Título: Só milagre salva Hillary
Autor: Passos, José Meirelles
Fonte: O Globo, 08/05/2008, O Mundo, p. 39

Para analistas, Obama venceu disputa democrata e chances da senadora são ínfimas

Acampanha presidencial de Hillary Clinton acabou, pois a esta altura só um milagre a salvaria. E tudo indica que só mesmo ela ainda acredita em milagres nessa disputa. Tal foi a conclusão a que chegaram ontem, unanimemente, os especialistas no assunto.

Até mesmo conselheiros da candidata admitiram que, mesmo que as regras fossem alteradas em cima da hora, como ela vem pleiteando, de forma a permitir a oficialização dos resultados das primárias realizadas irregularmente em Michigan e na Flórida, Hillary não teria o número suficiente de delegados para vencer.

Apesar disso, ela ontem se fez de cega, surda e muda. Viajou ao estado da Virgínia Ocidental, onde haverá votação na próxima terça-feira, e disse num comício que a luta continua:

- Vou permanecer nessa competição até que um candidato seja indicado - disse ela.

Hillary deixou transparecer seu desespero ao dizer que já teria sido indicada candidata se o seu partido usasse as regras do Partido Republicano - em que o vencedor de uma prévia obtém todos os delegados do estado, e não apenas uma parcela proporcional à votação recebida.

Ela também solicitou doações para continuar na disputa. Sua equipe revelou que nos últimos 30 dias Hillary pôs US$6,4 milhões (R$10,6 milhões) do próprio bolso na campanha. Ontem ela se reuniu em Washington com superdelegados (dirigentes, governadores e parlamentares democratas) para pedir apoio.

Esgotadas as suas chances matemáticas, o esforço dela se concentra no convencimento deste grupo de que ela seria uma candidata mais forte do que Obama. A vitória dele na Carolina do Norte, por 16 pontos percentuais, e a derrota por dois em Indiana, na terça-feira, fizeram com que o senador atingisse o índice estimado de 1.847 delegados (são necessários 2.025 para a nomeação) e ela chegasse a 1.687.

Campanha aposta na tática do medo

Obama, portanto, precisa de 178. E há 217 delegados em jogo nas últimas seis primárias, e 278 superdelegados ainda indecisos. Para ser nomeada, Hillary teria de ganhar 100% dos votos nas prévias, e obter o apoio de 121 superdelegados. Ou seja: um milagre.

Assim que os resultados foram consolidados, Tim Russert, da NBC News anunciou:

- Agora já sabemos quem é o candidato democrata, e ninguém vai discordar disso.

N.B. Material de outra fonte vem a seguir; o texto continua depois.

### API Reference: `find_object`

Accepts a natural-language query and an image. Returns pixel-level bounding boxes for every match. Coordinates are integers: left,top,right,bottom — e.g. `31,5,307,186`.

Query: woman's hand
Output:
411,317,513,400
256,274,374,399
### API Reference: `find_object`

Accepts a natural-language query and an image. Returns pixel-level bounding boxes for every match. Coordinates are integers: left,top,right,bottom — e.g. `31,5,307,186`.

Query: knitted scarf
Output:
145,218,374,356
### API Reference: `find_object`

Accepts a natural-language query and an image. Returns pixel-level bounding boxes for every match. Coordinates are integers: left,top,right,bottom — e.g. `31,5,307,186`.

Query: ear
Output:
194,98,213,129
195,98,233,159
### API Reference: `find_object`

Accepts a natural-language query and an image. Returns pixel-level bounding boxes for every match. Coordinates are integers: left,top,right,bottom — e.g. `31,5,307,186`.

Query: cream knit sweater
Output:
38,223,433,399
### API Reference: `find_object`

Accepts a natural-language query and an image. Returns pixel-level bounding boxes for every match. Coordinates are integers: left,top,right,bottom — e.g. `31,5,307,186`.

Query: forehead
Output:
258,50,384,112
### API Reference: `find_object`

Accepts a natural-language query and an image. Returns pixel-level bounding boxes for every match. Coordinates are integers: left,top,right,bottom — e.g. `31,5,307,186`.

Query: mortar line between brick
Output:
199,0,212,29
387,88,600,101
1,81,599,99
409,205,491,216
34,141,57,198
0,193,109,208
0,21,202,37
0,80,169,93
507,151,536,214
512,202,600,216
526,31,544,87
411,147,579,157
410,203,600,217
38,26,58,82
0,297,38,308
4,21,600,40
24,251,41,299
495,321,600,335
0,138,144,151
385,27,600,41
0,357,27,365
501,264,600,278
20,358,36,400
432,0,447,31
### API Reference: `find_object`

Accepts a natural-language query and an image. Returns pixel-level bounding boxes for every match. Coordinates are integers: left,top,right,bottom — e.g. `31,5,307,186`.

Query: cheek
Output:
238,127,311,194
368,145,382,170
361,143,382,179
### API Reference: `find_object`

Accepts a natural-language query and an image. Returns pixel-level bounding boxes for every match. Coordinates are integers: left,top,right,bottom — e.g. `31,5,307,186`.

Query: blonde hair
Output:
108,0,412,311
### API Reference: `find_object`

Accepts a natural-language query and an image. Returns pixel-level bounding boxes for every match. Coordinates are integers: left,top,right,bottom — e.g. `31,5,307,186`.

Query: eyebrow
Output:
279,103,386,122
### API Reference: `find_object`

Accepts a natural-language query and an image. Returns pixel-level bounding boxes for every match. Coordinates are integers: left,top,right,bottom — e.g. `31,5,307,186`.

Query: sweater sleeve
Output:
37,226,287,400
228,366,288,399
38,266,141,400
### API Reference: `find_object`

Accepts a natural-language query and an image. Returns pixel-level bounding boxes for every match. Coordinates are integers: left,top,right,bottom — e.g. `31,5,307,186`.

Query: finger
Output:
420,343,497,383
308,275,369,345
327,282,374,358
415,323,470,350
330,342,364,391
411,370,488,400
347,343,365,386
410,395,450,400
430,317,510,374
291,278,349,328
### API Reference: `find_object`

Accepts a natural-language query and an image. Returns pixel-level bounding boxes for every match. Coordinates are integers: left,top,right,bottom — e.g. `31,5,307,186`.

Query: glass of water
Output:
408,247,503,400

Ao mesmo tempo, David Gergen, ex-conselheiro dos presidentes George Nixon, Ronald Reagan, George H. Bush e Bill Clinton, e atualmente comentarista da CNN, concluiu:

- Acho que o pessoal de Hillary sabe que o jogo está quase no fim.

Bob Frankel, analista político da MSNBC, foi mais incisivo:

- Vamos colocar isso logo sobre a mesa: acabou, acabou!

Hillary sofreu um inesperado golpe ontem. O ex-candidato presidencial George McGovern, um dos criadores do sistema de superdelegados, anunciou que retirava o apoio a ela, passando a apoiar Obama. E sugeriu que Hillary deixasse a disputa:

- Não há como os superdelegados irem contra a vontade popular.

O que poderia Hillary fazer? Há um consenso, tanto dentro do seu partido quanto entre os analistas políticos, de que só lhe resta decidir quando e como sair da disputa. Porém, a julgar por uma revelação feita por Harold Ickes, um dos principais estrategistas de sua campanha, Hillary apelará para a tática do medo. Ou seja: tratar de intimidar os superdelegados, alegando que, às vésperas da eleição, poderiam surgir fatos comprometedores sobre Obama, que causariam a derrota do partido na eleição presidencial.

- Ainda não conhecemos Obama o suficiente, e não podemos nos arriscar a ter uma surpresa em cima da hora. Com Hillary como candidata não teríamos esse risco - alegou Ickes.